The career of D. F. Lewis is certainly one to be envied, with over 1,400 stories published in little over fifteen years, and the special Karl Edward Wagner Award presented to him by the British Fantasy Society in 1998. His published collections include Only Connect (written in collaboration with his father), The Weirdmonger’s Tales, and The Best of D. F. Lewis. He also wrote the novella Agra Aska, published by Scorpion Press in 1998. Presently, D. F. Lewis edits Nemonymous, a rare breed of magazine/anthology in which all fiction is published anonymously, and which was inaugurated last November to critical acclaim. I conducted this interview via e-mail in late July 2002.


Luís Rodrigues: At what age did you start writing professionally and what authors were most important to you at the time? Did they play a significant role in your career choice?

D. F. Lewis: I don’t think I’ve ever started writing professionally! Well, I’ve not earned any money from it. I’ve written creatively all my life—off and on. Student poems during my university years in the late sixties—when I also founded a pretentious Dada art thing called the Zeroist Group. We even got a grant for it! I think maybe Nemonymous was born (parthenogenetically) at that time! I am always interested in breaking down barriers towards the ‘pure art’... pretentious or what? Ah well. Whatever the case, I wrote a novel-length accretion called The Visitor in the early seventies, inspired by the fiction works of John Barth, by H. P. Lovecraft (whom I encountered at an impressionable age, having been at school with an HPL fan, Michel Parry, who became a noted anthologist in the seventies)—and by Astrology (which I’ve now lost interest in). And other influences too numerous to mention. In the early eighties, I wrote the novella Agra Aska. Seemed the culmination of various influences at work (Robert Aickman, Poe, Ligotti, Lovecraft, Elizabeth Bowen, Charles Dickens, John Fowles etc.), and was the only thing I really wrote when my children were young. Everything I’ve ever written was on an amateur basis, even when I started submitting stories (inspired by Agra Aska) in 1986 and went on, somehow, to get loads of them published in all sorts of outlets (amateur and professional). It was a sort of mania, obsession—which unaccountably stopped last year with the autonomous (?) emergence of Nemonymous.

Luís Rodrigues: People today may be a little unaccustomed to established authors who deal primarily in short fiction, especially when they are as prolific as yourself. What is it in short fiction that appeals to you?

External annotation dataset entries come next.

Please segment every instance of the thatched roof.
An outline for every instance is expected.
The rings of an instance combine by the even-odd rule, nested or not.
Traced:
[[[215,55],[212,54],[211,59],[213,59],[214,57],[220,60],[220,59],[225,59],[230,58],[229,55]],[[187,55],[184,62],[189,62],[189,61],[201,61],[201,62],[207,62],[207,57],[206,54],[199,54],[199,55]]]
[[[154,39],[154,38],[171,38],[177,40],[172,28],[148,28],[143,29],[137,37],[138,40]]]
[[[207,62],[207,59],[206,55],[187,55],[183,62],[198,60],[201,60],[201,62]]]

D. F. Lewis: Stories, at their best, seem to be the purest form of the fiction art—cut to the bone. Even my novel-length works are aspirationally accretions of such items. It just seems the natural way to write fiction—bringing it nearer to reality itself (rather than just suppressed disbelief), as if you’re tapping into a reservoir (Jungian?) of discrete ideas that underpin life itself. So-called novels seem more amorphous, more fabricated.

Luís Rodrigues: Besides, tapping into the Collective Unconscious is particularly important in horror literature…

D. F. Lewis: Yes—and let’s be honest, I see Nemonymous (as it progresses) as a single ‘horror literature’-orientated anthology (an episodic one)—yet with discrete elements of mainstream-literary, magic-realism, fantasy and absurdism as constituents towards that synergy.